About Peter Kongstevdt: Dr. Kongstvedt is a highly regarded independent national authority on the health care industry with particular expertise in health insurance and managed health care. He is a Clinical Professor in the Department of Health Administration and Policy, School of Health and Human Sciences at George Mason University, where he teaches a graduate course on the topic of Health Insurance and Managed Health Care. Dr. Kongstvedt also is principal of the P.R. Kongstvedt Company, LLC, a firm advising health care executives on strategy, operations and effective decision making to achieve greater success. He is also developing electronic multimedia training and education programs for several health sectors, in partnership with Metrix Group.

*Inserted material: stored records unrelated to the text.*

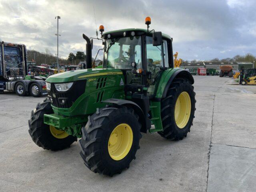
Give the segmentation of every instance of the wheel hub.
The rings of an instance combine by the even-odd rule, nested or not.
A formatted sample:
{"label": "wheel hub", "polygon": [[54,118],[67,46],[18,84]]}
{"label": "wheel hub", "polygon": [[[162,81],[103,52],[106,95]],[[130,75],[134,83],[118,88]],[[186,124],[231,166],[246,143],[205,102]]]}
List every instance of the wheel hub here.
{"label": "wheel hub", "polygon": [[50,126],[50,130],[52,136],[57,139],[64,139],[69,135],[66,131],[58,130],[51,125]]}
{"label": "wheel hub", "polygon": [[182,129],[187,125],[191,112],[190,98],[187,92],[184,91],[177,99],[174,110],[175,122],[179,128]]}
{"label": "wheel hub", "polygon": [[38,93],[39,89],[37,86],[34,85],[32,87],[31,91],[34,95],[37,95]]}
{"label": "wheel hub", "polygon": [[122,123],[116,127],[108,140],[108,153],[111,158],[119,160],[125,157],[132,147],[133,140],[132,130],[129,125]]}
{"label": "wheel hub", "polygon": [[23,86],[21,85],[18,85],[17,87],[17,91],[19,93],[19,94],[22,94],[23,93]]}

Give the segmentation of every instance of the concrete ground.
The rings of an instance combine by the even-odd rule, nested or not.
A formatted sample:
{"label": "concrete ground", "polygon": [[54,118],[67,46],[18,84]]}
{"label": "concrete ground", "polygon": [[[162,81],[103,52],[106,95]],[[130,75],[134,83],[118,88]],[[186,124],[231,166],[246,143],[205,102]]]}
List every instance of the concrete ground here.
{"label": "concrete ground", "polygon": [[194,76],[196,111],[187,138],[144,134],[128,169],[110,178],[83,164],[78,142],[44,150],[28,132],[43,98],[0,95],[0,191],[256,191],[256,86]]}

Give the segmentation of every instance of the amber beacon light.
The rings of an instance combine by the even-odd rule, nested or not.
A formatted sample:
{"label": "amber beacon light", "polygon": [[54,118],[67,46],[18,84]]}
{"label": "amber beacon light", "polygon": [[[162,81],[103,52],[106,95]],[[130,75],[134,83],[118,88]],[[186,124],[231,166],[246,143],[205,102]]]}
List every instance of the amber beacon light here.
{"label": "amber beacon light", "polygon": [[149,28],[149,25],[151,24],[151,18],[150,17],[147,17],[145,19],[145,24],[147,25],[148,28],[148,28]]}

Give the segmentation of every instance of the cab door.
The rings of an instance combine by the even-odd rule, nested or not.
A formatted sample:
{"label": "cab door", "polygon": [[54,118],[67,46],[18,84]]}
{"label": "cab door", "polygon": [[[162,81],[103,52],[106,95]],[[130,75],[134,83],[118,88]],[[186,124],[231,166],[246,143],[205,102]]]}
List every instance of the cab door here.
{"label": "cab door", "polygon": [[162,45],[153,46],[153,38],[146,36],[146,57],[148,78],[148,96],[154,95],[158,80],[160,78],[161,67],[169,67],[168,44],[167,41],[163,39]]}

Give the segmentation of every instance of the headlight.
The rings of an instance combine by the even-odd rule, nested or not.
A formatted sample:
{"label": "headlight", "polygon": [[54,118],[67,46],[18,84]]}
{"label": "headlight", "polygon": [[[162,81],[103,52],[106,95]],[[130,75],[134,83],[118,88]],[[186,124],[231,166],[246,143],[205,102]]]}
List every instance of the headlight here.
{"label": "headlight", "polygon": [[54,84],[55,88],[58,91],[66,91],[71,87],[73,82],[71,83],[60,83]]}
{"label": "headlight", "polygon": [[48,91],[51,90],[51,84],[46,82],[46,89]]}

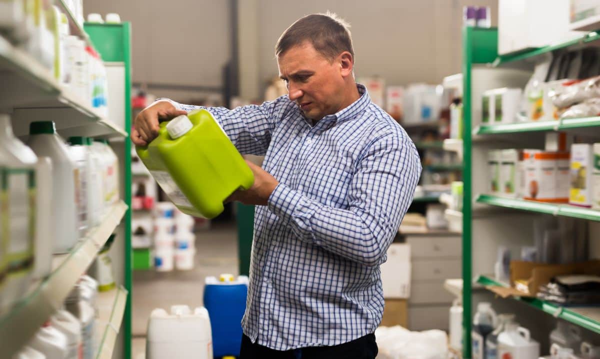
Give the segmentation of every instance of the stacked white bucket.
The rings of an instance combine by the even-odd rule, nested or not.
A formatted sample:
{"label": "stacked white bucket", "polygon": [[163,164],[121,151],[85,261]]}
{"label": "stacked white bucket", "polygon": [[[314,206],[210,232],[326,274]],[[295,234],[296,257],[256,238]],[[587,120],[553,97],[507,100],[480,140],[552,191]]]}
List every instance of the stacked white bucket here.
{"label": "stacked white bucket", "polygon": [[158,271],[175,268],[194,268],[196,254],[194,218],[182,213],[170,202],[159,202],[155,207],[154,264]]}

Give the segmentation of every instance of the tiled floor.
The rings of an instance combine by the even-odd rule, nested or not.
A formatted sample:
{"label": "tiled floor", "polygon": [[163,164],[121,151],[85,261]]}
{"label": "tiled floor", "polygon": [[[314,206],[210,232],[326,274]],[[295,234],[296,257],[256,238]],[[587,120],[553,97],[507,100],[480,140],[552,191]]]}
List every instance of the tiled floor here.
{"label": "tiled floor", "polygon": [[193,308],[201,306],[205,277],[224,273],[238,274],[238,237],[234,222],[214,225],[208,231],[199,232],[196,248],[196,265],[192,270],[133,273],[134,359],[144,358],[146,326],[152,309],[168,310],[176,304]]}

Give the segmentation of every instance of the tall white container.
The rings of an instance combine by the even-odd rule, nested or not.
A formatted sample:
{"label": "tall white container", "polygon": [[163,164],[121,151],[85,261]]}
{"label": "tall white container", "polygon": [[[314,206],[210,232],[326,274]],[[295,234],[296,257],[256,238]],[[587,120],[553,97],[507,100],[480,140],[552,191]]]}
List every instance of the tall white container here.
{"label": "tall white container", "polygon": [[35,333],[29,345],[44,354],[47,359],[64,359],[68,352],[67,336],[49,322]]}
{"label": "tall white container", "polygon": [[208,311],[185,305],[173,306],[169,313],[152,310],[146,342],[147,359],[212,359],[212,335]]}
{"label": "tall white container", "polygon": [[65,359],[82,359],[83,342],[81,337],[81,323],[67,310],[59,310],[50,319],[52,326],[67,337],[68,352]]}
{"label": "tall white container", "polygon": [[52,161],[52,204],[54,213],[54,253],[66,253],[77,243],[77,207],[75,175],[76,165],[67,145],[56,133],[52,121],[32,122],[27,143],[38,156]]}

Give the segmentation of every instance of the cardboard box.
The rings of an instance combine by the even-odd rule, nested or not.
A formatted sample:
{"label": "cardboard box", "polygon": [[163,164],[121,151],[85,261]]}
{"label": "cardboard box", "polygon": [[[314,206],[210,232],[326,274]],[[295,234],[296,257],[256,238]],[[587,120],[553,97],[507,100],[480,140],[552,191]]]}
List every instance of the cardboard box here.
{"label": "cardboard box", "polygon": [[383,327],[402,325],[408,327],[408,300],[406,299],[386,299],[383,307],[383,317],[381,324]]}
{"label": "cardboard box", "polygon": [[535,297],[539,287],[556,276],[566,274],[600,275],[600,261],[569,264],[546,264],[534,262],[511,262],[511,287],[489,286],[488,289],[502,297]]}
{"label": "cardboard box", "polygon": [[591,144],[577,143],[571,147],[571,189],[569,203],[592,207],[592,172],[593,153]]}
{"label": "cardboard box", "polygon": [[381,265],[383,297],[407,298],[410,297],[410,245],[392,243],[388,260]]}

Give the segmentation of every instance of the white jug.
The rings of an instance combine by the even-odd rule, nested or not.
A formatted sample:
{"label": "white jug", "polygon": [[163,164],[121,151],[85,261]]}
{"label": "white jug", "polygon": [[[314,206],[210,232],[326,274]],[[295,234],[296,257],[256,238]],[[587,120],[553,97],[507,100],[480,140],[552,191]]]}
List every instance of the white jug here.
{"label": "white jug", "polygon": [[538,359],[539,343],[531,339],[531,333],[517,323],[506,324],[498,336],[498,357],[511,359]]}

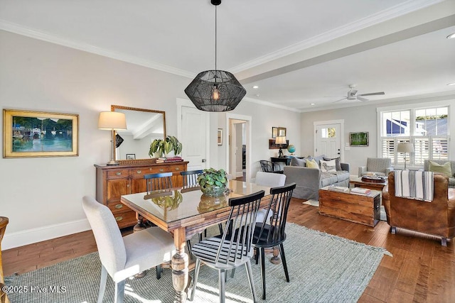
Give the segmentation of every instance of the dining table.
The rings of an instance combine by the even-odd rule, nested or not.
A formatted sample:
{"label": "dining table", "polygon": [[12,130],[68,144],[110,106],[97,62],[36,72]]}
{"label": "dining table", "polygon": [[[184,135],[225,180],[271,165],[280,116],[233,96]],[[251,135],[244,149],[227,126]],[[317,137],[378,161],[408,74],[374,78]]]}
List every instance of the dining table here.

Peter is a frequent speaker at health-related industry and trade group conferences, as well as to health care companies. Peter's extensive knowledge of the central issues in the industry, coupled with his wit and humor, give audiences a better understanding of the industry and the ability to apply what they've heard to their own work. He is also a frequent contributor to publications and the media, has appeared on PBS and CNN as well as local media, and was recently asked to be a national advisor to The CBS Evening News with Katie Couric on health reform, health insurance and managed healthcare. He also serves on the advisory boards of five industry publications.
Peter is the editor and primary author of three seminal works on managed care: The Managed Health Care Handbook, which he first wrote in 1985, while the fourth and final edition of this landmark textbook was published in 2000; The Essentials of Managed Health Care, Fifth Edition (published 2007); and Managed Care: What It Is and How it Works, Third Edition (published 2008). These books are widely considered "the bibles" on managed care and are extensively used in over 230 colleges and universities nationwide, in corporate training and educational programs and as a general reference group with the healthcare industry. He also co-authored Best Practices in Medical Management with David Plocher, M.D. in 1998.
Peter began his career by practicing general internal medicine in rural southern Illinois at a rural health initiative clinic. After practicing for three years, he moved to Lincoln, Nebraska to be the medical director of a medical group associated with a group-model health maintenance organization. Soon after he became its chief executive officer as well.
He continued his successful career as an executive in the managed health care industry, assuming increasingly responsible positions through 1993 when he held the position of executive vice president and chief operating officer at a Blue Cross Blue Shield plan in Washington, DC. In that same year, he became a direct-admit partner at Ernst & Young LLP, and continued his consulting career with global firms such as CapGemini and Accenture until 2008 when he formed the P.R. Kongstvedt Company, LLC.